Material Portfolio Expansion and Quality Upgrade
Including the CHP deal, company added 93 communities since 2024, primarily newer, higher-quality assets in growth markets to accelerate the growth profile and operational scale.
Strong Full Year Financial Performance
Full-year 2025 net operating income increased more than 22% and adjusted EBITDA at share improved 28%, driven by same-store growth and performance of 2024 acquisitions.
REVPOR and Rate Momentum
Total portfolio REVPOR increased 5.9% in Q4 YoY and 8.8% on an annual basis; March 1 rent renewals averaged a 7.9% increase (applies to 96% of same-store residents) versus 6.8% a year prior.
Acquisition Cohort Outperformance
2024 acquisition cohort (19 communities) showed sequential occupancy improvement of 290 bps Q3→Q4 and 820 bps YoY versus Q4 2024; these communities saw revenue rise >22% and NOI margin expansion (CEO: ~21%→28%; CFO: acquisition portfolio NOI margin expanded 550 bps to 24.7% from 19.2%).
Total Portfolio NOI Growth
Total portfolio NOI at share grew ~22% YoY (approximately $15 million annualized); pro forma reclassified same-store pool showed 16.2% YoY NOI growth and a 27.8% NOI margin, positioning company to target >30% mid-term.
Labor and Operating Efficiency Improvements
Company reduced turnover by more than 30 percentage points over recent years; same-store total labor excluding benefits decreased 40 bps QoQ as a percentage of revenue, hours relative to occupancy fell 2% QoQ, and non-labor expense declined ~$200,000 from Q3→Q4.

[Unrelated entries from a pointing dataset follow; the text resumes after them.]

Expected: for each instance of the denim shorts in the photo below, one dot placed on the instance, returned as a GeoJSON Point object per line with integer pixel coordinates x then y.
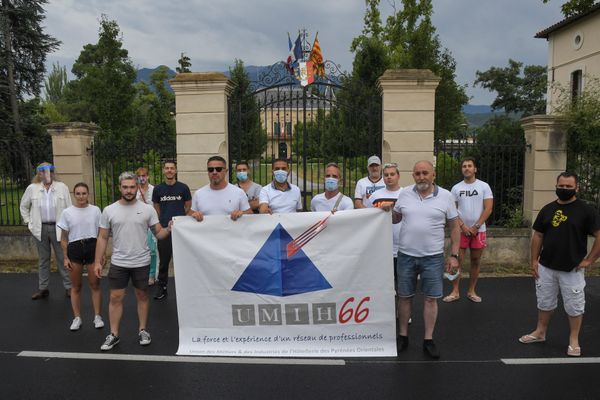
{"type": "Point", "coordinates": [429, 268]}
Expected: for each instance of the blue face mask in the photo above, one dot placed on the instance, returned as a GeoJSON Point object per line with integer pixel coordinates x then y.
{"type": "Point", "coordinates": [331, 184]}
{"type": "Point", "coordinates": [242, 175]}
{"type": "Point", "coordinates": [280, 176]}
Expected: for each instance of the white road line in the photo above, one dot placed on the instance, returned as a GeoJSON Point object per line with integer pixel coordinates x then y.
{"type": "Point", "coordinates": [180, 359]}
{"type": "Point", "coordinates": [546, 361]}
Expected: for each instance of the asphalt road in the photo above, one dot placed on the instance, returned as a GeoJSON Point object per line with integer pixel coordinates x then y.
{"type": "Point", "coordinates": [481, 357]}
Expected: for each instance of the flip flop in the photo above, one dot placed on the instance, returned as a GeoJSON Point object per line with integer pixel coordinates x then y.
{"type": "Point", "coordinates": [450, 298]}
{"type": "Point", "coordinates": [526, 339]}
{"type": "Point", "coordinates": [474, 298]}
{"type": "Point", "coordinates": [574, 351]}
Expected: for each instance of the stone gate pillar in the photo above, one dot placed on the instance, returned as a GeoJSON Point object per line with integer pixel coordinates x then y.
{"type": "Point", "coordinates": [201, 123]}
{"type": "Point", "coordinates": [408, 118]}
{"type": "Point", "coordinates": [545, 158]}
{"type": "Point", "coordinates": [71, 147]}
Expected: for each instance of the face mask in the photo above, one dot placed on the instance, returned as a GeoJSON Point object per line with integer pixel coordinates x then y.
{"type": "Point", "coordinates": [280, 176]}
{"type": "Point", "coordinates": [242, 175]}
{"type": "Point", "coordinates": [565, 194]}
{"type": "Point", "coordinates": [331, 184]}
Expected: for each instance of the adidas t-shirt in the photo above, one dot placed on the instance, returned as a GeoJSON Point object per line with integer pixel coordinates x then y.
{"type": "Point", "coordinates": [469, 197]}
{"type": "Point", "coordinates": [219, 202]}
{"type": "Point", "coordinates": [385, 195]}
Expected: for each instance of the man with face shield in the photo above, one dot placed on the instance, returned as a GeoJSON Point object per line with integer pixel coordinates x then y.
{"type": "Point", "coordinates": [41, 207]}
{"type": "Point", "coordinates": [332, 199]}
{"type": "Point", "coordinates": [280, 196]}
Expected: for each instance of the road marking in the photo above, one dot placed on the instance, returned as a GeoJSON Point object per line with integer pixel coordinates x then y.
{"type": "Point", "coordinates": [545, 361]}
{"type": "Point", "coordinates": [180, 359]}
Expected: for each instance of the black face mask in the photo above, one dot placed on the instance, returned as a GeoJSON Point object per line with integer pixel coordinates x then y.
{"type": "Point", "coordinates": [565, 194]}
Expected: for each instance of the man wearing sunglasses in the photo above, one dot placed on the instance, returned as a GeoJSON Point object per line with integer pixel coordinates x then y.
{"type": "Point", "coordinates": [280, 196]}
{"type": "Point", "coordinates": [219, 197]}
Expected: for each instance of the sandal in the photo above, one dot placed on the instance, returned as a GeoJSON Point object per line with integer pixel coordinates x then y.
{"type": "Point", "coordinates": [573, 351]}
{"type": "Point", "coordinates": [450, 298]}
{"type": "Point", "coordinates": [526, 339]}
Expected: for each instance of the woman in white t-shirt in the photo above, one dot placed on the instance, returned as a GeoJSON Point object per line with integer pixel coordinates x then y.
{"type": "Point", "coordinates": [79, 224]}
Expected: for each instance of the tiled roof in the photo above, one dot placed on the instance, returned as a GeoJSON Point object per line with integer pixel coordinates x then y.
{"type": "Point", "coordinates": [546, 32]}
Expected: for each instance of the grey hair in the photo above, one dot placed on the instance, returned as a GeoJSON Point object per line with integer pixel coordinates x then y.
{"type": "Point", "coordinates": [126, 176]}
{"type": "Point", "coordinates": [392, 165]}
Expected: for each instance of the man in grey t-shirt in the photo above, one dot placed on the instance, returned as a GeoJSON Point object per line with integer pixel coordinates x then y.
{"type": "Point", "coordinates": [128, 219]}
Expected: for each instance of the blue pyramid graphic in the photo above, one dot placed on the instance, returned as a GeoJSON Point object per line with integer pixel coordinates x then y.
{"type": "Point", "coordinates": [270, 271]}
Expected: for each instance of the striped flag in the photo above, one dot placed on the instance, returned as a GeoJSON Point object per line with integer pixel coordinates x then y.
{"type": "Point", "coordinates": [317, 58]}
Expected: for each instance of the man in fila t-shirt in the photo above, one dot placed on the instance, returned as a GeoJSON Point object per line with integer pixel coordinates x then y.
{"type": "Point", "coordinates": [475, 201]}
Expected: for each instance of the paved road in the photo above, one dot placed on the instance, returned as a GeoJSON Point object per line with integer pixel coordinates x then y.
{"type": "Point", "coordinates": [41, 359]}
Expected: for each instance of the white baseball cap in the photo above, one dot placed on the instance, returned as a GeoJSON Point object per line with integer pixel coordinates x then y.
{"type": "Point", "coordinates": [373, 160]}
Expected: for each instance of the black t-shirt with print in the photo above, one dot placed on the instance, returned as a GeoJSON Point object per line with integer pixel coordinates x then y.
{"type": "Point", "coordinates": [171, 199]}
{"type": "Point", "coordinates": [565, 228]}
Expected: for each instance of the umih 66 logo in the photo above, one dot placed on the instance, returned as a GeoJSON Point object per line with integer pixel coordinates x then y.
{"type": "Point", "coordinates": [281, 268]}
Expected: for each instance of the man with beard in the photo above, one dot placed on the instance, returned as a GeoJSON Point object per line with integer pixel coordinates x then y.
{"type": "Point", "coordinates": [366, 186]}
{"type": "Point", "coordinates": [171, 199]}
{"type": "Point", "coordinates": [128, 219]}
{"type": "Point", "coordinates": [424, 208]}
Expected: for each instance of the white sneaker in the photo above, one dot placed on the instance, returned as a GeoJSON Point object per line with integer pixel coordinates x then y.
{"type": "Point", "coordinates": [76, 324]}
{"type": "Point", "coordinates": [98, 323]}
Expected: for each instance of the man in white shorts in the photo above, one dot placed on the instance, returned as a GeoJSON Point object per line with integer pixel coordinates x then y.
{"type": "Point", "coordinates": [219, 197]}
{"type": "Point", "coordinates": [475, 201]}
{"type": "Point", "coordinates": [128, 219]}
{"type": "Point", "coordinates": [280, 196]}
{"type": "Point", "coordinates": [366, 186]}
{"type": "Point", "coordinates": [332, 199]}
{"type": "Point", "coordinates": [558, 259]}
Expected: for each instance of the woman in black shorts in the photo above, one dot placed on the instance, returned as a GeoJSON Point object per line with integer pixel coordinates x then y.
{"type": "Point", "coordinates": [79, 224]}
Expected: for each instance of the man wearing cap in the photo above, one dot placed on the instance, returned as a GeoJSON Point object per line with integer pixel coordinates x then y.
{"type": "Point", "coordinates": [41, 206]}
{"type": "Point", "coordinates": [369, 184]}
{"type": "Point", "coordinates": [280, 196]}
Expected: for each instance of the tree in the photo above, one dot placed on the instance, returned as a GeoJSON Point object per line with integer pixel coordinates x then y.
{"type": "Point", "coordinates": [184, 64]}
{"type": "Point", "coordinates": [519, 90]}
{"type": "Point", "coordinates": [23, 50]}
{"type": "Point", "coordinates": [247, 138]}
{"type": "Point", "coordinates": [574, 7]}
{"type": "Point", "coordinates": [103, 91]}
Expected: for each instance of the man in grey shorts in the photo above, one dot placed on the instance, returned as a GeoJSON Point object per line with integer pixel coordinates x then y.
{"type": "Point", "coordinates": [559, 258]}
{"type": "Point", "coordinates": [128, 219]}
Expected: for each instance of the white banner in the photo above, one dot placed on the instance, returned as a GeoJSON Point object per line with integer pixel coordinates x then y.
{"type": "Point", "coordinates": [286, 285]}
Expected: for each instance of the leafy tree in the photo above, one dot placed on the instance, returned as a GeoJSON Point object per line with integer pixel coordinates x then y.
{"type": "Point", "coordinates": [519, 90]}
{"type": "Point", "coordinates": [103, 91]}
{"type": "Point", "coordinates": [574, 7]}
{"type": "Point", "coordinates": [247, 138]}
{"type": "Point", "coordinates": [413, 43]}
{"type": "Point", "coordinates": [184, 64]}
{"type": "Point", "coordinates": [23, 50]}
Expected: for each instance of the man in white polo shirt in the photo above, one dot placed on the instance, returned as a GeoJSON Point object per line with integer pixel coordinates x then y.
{"type": "Point", "coordinates": [332, 199]}
{"type": "Point", "coordinates": [423, 209]}
{"type": "Point", "coordinates": [280, 196]}
{"type": "Point", "coordinates": [475, 202]}
{"type": "Point", "coordinates": [219, 197]}
{"type": "Point", "coordinates": [366, 186]}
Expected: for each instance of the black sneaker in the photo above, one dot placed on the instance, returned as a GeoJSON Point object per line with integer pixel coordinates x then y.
{"type": "Point", "coordinates": [431, 349]}
{"type": "Point", "coordinates": [161, 292]}
{"type": "Point", "coordinates": [110, 342]}
{"type": "Point", "coordinates": [402, 342]}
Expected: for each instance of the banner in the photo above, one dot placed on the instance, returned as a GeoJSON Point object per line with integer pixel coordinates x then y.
{"type": "Point", "coordinates": [286, 285]}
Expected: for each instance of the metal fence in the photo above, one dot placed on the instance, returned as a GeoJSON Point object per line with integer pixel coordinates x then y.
{"type": "Point", "coordinates": [500, 165]}
{"type": "Point", "coordinates": [111, 158]}
{"type": "Point", "coordinates": [17, 163]}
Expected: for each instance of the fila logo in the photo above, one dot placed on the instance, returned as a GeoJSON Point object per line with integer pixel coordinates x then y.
{"type": "Point", "coordinates": [468, 193]}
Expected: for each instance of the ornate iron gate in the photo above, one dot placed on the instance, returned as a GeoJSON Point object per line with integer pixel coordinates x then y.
{"type": "Point", "coordinates": [310, 126]}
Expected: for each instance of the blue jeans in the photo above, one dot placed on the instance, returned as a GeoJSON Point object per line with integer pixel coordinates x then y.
{"type": "Point", "coordinates": [429, 268]}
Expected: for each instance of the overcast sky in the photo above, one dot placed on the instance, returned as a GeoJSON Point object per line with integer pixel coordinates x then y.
{"type": "Point", "coordinates": [479, 33]}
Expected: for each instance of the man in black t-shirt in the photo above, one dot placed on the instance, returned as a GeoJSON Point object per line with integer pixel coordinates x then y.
{"type": "Point", "coordinates": [558, 258]}
{"type": "Point", "coordinates": [171, 199]}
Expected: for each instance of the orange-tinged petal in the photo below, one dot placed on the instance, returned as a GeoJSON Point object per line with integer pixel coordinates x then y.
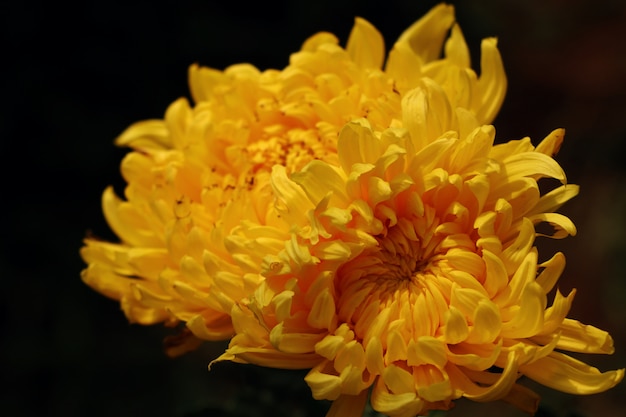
{"type": "Point", "coordinates": [365, 45]}
{"type": "Point", "coordinates": [569, 375]}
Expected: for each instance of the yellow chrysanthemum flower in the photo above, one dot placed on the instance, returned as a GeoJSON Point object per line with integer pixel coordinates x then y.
{"type": "Point", "coordinates": [410, 269]}
{"type": "Point", "coordinates": [189, 174]}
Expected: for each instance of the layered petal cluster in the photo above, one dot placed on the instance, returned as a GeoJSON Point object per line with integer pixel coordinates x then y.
{"type": "Point", "coordinates": [195, 175]}
{"type": "Point", "coordinates": [410, 269]}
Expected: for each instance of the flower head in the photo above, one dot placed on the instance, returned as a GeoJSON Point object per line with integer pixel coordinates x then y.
{"type": "Point", "coordinates": [195, 175]}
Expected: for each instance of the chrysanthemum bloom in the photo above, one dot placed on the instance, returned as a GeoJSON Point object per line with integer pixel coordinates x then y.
{"type": "Point", "coordinates": [198, 173]}
{"type": "Point", "coordinates": [410, 269]}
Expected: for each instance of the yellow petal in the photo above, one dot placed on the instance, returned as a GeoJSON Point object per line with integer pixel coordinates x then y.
{"type": "Point", "coordinates": [569, 375]}
{"type": "Point", "coordinates": [492, 82]}
{"type": "Point", "coordinates": [426, 36]}
{"type": "Point", "coordinates": [348, 405]}
{"type": "Point", "coordinates": [365, 45]}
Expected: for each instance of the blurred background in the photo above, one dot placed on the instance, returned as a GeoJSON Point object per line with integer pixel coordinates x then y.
{"type": "Point", "coordinates": [76, 74]}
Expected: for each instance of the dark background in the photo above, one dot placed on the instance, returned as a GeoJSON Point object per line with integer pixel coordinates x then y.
{"type": "Point", "coordinates": [75, 75]}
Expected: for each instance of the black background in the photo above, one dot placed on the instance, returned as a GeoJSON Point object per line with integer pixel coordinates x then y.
{"type": "Point", "coordinates": [74, 75]}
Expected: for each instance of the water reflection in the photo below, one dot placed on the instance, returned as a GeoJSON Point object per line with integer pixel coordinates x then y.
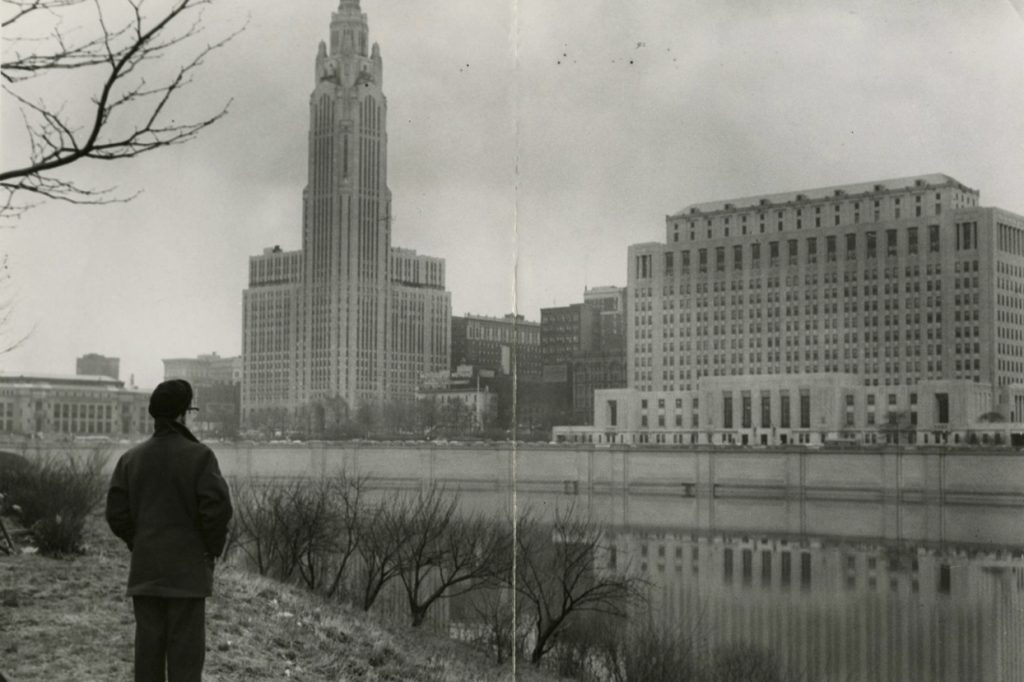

Capital Structure and Liquidity Enhancements
Upsized revolver to $405M (accordion +$320M available), term loans totaling $525M at S+195 bps (pushable to S+130 bps), total bank debt capacity ~$1.25B, and conversion agreement to convert $51.25M Series A preferred (11% coupon) into common equity at $32/share—expected to save >$5M annually in cash interest.
Runway for Synergies and Dispositions
Maintains estimated year-one run-rate G&A synergy of $16M–$20M from CHP integration (primarily from termination of CNL advisory fee) and plans to prune ~10% of communities (by count) to recycle capital into higher-growth assets.